Reproduction Fertility and Development ◽

10.1071/rd20126 ◽

2020 ◽

Vol 32 (11) ◽

pp. 976

Author(s):

Monica De los Reyes ◽

Jaime Palomino ◽

Carola Gallegos ◽

Roberto Espinoza ◽

Phillipe Dettleff ◽

...

Keyword(s):

Quantitative Polymerase Chain Reaction ◽

Expression Patterns ◽

Cumulus Cells ◽

Oestrous Cycle ◽

Mrna Levels ◽

Chain Reaction ◽

Antral Follicles ◽

Gene And Protein Expression ◽

Before And After ◽

Polymerase Chain

The aim of this study was to evaluate the expression of connexin (Cx) 37 and Cx43 in canine cumulus–oocyte complexes (COCs) during the oestrous cycle. Cx localisation was analysed by immunohistochemistry and immunofluorescence, whereas protein and gene expression was evaluated by western blotting and quantitative polymerase chain reaction respectively; comparisons were made using analysis of variance.

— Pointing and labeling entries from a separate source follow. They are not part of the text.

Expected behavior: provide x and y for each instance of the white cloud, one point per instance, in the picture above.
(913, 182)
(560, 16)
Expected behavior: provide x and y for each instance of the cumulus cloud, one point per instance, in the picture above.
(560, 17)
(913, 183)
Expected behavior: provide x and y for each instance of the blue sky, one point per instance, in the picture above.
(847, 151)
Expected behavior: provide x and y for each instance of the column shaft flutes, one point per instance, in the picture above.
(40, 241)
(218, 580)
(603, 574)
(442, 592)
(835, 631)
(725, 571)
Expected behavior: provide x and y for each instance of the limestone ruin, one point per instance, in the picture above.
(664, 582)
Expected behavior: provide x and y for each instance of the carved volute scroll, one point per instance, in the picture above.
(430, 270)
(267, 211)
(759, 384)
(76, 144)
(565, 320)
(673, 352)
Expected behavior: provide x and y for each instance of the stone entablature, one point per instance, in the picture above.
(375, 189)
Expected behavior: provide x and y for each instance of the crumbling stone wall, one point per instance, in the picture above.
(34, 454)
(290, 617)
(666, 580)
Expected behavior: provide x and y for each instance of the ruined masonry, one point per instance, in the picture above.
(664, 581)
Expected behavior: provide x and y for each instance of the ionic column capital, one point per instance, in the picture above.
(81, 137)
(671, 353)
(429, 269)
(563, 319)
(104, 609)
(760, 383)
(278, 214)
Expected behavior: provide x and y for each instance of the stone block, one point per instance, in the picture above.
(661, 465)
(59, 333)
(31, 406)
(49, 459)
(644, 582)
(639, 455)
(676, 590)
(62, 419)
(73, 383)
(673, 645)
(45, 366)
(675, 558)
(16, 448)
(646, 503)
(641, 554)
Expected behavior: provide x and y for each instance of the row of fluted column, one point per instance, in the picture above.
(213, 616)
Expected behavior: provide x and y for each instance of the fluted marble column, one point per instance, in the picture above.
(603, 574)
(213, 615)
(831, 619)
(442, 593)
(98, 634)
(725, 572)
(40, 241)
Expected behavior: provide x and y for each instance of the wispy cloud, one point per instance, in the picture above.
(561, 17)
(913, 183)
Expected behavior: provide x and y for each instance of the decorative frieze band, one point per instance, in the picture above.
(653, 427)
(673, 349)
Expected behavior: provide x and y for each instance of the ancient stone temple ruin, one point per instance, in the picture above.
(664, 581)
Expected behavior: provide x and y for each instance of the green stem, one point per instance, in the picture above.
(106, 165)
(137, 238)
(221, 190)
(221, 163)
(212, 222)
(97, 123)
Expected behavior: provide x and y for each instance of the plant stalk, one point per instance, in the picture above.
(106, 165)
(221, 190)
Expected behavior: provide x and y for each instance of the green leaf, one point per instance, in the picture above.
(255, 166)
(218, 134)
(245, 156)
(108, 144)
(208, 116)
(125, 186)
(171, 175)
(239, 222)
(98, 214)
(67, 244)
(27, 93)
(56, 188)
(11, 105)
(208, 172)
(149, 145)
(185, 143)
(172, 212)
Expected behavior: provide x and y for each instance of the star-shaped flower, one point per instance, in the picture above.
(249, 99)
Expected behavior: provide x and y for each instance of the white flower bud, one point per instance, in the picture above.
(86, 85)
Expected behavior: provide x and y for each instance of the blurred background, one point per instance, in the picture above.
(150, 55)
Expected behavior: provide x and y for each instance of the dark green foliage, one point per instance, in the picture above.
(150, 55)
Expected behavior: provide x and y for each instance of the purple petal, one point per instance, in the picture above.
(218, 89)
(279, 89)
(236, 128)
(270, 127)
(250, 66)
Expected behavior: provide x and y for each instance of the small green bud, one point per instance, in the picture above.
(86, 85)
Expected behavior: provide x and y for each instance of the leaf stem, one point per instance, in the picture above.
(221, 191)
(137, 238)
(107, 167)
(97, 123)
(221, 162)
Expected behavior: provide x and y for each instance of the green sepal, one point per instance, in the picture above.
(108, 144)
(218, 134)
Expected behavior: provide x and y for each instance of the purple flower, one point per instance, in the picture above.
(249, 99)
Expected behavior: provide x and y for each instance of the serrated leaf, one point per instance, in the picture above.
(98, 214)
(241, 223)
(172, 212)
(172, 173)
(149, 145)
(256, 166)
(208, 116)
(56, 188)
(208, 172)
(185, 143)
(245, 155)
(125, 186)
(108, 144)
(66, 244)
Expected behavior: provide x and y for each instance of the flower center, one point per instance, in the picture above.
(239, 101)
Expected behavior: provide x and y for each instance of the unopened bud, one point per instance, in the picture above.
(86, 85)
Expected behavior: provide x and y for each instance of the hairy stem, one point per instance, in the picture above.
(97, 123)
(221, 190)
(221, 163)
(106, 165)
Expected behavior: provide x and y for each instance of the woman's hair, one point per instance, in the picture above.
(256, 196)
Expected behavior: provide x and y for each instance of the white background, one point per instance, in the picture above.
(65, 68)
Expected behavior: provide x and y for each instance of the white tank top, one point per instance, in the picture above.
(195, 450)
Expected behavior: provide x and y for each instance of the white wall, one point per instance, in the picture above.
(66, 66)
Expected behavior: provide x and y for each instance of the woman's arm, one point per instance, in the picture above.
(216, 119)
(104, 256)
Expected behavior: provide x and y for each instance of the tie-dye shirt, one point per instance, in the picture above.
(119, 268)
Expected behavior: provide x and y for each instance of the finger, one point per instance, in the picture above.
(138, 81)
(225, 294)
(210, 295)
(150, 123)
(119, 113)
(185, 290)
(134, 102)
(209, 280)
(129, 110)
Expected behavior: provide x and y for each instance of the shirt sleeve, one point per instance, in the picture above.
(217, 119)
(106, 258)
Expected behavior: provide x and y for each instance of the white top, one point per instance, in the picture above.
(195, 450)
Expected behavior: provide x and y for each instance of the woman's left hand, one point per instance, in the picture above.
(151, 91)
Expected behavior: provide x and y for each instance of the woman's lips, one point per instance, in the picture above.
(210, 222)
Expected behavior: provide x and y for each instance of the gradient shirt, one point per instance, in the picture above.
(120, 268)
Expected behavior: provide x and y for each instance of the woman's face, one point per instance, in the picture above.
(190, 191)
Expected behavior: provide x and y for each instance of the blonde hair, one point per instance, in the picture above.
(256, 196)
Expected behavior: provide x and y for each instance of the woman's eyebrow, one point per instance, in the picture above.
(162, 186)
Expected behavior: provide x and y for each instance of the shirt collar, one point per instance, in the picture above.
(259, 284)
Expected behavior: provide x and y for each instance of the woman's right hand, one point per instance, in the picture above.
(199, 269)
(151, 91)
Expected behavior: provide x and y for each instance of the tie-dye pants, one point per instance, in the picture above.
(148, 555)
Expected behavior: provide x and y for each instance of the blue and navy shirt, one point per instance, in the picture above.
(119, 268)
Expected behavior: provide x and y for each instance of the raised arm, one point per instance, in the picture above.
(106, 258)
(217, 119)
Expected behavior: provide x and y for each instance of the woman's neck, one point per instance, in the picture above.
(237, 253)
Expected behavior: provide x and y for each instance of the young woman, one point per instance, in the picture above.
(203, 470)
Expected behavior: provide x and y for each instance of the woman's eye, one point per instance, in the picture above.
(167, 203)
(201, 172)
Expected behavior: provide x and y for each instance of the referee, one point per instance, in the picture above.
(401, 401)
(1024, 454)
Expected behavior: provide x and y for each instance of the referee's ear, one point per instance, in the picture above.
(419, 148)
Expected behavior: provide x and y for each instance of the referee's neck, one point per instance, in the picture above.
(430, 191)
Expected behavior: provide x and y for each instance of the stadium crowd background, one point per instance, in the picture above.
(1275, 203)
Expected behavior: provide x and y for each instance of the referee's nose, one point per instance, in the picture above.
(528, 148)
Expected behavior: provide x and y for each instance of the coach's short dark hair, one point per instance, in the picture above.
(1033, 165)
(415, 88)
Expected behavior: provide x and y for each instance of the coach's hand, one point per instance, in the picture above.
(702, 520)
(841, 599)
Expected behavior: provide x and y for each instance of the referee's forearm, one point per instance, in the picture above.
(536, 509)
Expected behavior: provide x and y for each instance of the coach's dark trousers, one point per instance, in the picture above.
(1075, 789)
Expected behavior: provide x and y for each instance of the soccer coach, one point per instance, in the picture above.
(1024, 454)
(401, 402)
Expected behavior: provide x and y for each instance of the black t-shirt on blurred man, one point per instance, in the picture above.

Both Cx37 and Cx43 were expressed in all follicular stages; Cx43 was identified in cumulus cells and Cx37 was identified in cumulus cells, zonae pellucida and oocytes. Immunofluorescence analyses showed that Cx37 remained unchanged during the preovulatory stage but decreased after ovulation, whereas Cx43 remained unchanged before and after ovulation. Cx43 transcripts increased (P<0.05) during anoestrus and dioestrus in medium-sized follicles but remained unaltered during the pro-oestrus and antral stages during oestrus, before and after ovulation. Cx37 mRNA levels decreased in ovulated COCs (P<0.05). The highest levels of Cx37 protein (P<0.05) were detected in the preantral stage during anoestrus. In contrast, strong Cx43 signals were detected in oestrus and in medium-sized antral follicles in dioestrus (P<0.05). Overall, we demonstrated that Cx37 and Cx43 exhibit different expression patterns, suggesting specific roles throughout growth. Maintenance of Cx expression before ovulation indicates the involvement of Cx37 and Cx43 in the prolonged meiotic arrest.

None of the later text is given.